Looking for the center
The novel’s protagonist’s (a student called Horacio Oliveira) primary goal is to find two things. Maga, a mysterious feminine character, and the center. The center is the point where reality can be reinvented. But to be rethought, reality must first be destroyed. That is why a continuous implosion of the coordinates of time and space takes place in the novel.
A surrealistic time and space
Whether it’s the soft clocks of Salvador Dalí’s La persistència de la memòria or the almost three-dimensional and multi-perspective movement of Umberto Boccioni‘s The City Rises in the art field. Whether it’s the Joycean stream of consciousness in literature or jazz improvisation in music. What is certain is that, at the beginning of the XX century, linear time breaks down, dissolves, and explodes.

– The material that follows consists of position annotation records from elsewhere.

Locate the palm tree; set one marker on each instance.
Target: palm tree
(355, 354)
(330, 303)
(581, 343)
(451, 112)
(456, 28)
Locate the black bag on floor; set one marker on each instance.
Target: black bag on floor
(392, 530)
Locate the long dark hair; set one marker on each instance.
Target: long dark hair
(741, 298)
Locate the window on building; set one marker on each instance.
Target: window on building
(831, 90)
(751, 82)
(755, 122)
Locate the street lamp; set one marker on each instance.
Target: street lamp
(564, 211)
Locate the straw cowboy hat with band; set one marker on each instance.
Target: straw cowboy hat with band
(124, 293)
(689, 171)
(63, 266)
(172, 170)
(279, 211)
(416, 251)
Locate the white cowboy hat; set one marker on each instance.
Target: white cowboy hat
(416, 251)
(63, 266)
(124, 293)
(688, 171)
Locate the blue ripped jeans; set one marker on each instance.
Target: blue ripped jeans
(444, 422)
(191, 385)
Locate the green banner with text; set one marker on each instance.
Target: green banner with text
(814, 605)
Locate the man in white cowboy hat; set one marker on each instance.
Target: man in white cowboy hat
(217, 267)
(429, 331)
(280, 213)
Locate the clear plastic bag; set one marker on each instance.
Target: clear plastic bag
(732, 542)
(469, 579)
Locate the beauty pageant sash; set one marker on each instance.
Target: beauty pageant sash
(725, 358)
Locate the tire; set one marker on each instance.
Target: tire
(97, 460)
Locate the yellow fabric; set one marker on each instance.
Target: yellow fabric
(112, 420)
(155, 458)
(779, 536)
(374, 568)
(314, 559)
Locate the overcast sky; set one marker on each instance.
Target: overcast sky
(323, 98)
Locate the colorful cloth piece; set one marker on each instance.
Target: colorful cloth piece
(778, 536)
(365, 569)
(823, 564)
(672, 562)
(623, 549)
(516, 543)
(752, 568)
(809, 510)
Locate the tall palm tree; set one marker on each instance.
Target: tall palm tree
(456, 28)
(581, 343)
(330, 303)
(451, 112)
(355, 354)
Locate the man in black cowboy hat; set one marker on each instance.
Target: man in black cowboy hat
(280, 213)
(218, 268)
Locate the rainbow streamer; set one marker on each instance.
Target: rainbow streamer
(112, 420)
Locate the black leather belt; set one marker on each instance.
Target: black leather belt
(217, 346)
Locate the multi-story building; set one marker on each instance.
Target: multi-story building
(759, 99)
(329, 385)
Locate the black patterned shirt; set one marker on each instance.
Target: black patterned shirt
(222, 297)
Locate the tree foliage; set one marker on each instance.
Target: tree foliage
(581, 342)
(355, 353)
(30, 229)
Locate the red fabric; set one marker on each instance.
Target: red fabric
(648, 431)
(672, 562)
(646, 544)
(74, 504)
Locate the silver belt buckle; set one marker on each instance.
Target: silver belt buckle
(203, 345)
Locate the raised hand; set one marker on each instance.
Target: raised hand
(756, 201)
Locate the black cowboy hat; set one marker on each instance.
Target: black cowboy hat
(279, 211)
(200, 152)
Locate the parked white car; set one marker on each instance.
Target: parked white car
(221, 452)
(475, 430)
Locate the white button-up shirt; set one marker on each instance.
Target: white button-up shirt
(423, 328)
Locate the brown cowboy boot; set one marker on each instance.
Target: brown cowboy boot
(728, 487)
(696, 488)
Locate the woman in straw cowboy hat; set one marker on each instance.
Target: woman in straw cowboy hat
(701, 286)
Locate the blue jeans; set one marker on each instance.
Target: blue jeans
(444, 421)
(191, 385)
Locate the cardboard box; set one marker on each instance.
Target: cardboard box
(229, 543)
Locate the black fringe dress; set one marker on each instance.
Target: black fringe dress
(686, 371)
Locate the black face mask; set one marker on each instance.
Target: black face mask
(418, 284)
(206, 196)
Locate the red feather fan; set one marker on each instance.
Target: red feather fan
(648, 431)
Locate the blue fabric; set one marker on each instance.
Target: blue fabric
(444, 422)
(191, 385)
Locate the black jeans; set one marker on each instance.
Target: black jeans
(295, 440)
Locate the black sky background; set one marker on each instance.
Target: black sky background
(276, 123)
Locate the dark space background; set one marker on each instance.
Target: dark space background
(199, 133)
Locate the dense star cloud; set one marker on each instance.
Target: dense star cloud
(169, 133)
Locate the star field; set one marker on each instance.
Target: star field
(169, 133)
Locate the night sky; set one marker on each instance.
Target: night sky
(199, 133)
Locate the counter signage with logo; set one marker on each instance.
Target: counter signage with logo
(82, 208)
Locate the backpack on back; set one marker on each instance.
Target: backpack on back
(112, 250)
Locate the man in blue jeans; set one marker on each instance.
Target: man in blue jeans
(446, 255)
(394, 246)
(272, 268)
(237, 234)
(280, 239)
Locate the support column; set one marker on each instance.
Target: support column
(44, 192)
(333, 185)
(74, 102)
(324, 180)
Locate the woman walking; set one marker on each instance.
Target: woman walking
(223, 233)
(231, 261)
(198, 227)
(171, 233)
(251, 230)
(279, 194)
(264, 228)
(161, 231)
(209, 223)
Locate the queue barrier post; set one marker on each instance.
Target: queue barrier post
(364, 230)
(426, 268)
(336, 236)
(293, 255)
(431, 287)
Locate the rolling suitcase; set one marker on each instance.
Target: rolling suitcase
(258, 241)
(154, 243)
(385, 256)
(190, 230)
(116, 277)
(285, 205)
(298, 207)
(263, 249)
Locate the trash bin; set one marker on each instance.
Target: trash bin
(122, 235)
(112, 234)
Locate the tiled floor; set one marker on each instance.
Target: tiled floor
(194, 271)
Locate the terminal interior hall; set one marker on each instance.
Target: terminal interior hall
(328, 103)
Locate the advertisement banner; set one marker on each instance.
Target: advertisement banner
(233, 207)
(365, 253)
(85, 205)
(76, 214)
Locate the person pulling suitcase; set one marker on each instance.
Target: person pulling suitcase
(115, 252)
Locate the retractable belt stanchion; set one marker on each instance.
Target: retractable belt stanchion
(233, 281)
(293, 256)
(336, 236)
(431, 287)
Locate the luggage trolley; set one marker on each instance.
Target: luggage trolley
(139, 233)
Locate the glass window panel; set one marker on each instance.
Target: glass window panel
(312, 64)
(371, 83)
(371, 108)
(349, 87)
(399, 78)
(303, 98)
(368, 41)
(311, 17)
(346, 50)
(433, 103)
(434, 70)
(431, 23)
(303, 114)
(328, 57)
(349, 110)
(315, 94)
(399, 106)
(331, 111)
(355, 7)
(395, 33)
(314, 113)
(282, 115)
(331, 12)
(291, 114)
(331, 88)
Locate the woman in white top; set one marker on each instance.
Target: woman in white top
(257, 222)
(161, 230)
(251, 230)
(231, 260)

“My novel is like an atomic bomb,” says Julio Cortázar, somehow echoing William Onyeabor‘s Atomic Bomb psychedelic song.
The disorder of the world is the disorder of the book. In a succession of incongruent and anti-academic episodes, the challenge is addressed again and again to the reader. Rayuela is an opera mondo (in Franco Moretti‘s definition) with the same inspiration as Jorge Luis Borges’ stories but with a completely different style – more open, disruptive, and explosive.
The playful reading approach is the same as Cortázar had when he was writing.
“There has to be rhythm, swing when I work,” he said, “otherwise it means I have to start over.” The best way to read Rayuela is to be carried away by improvisation.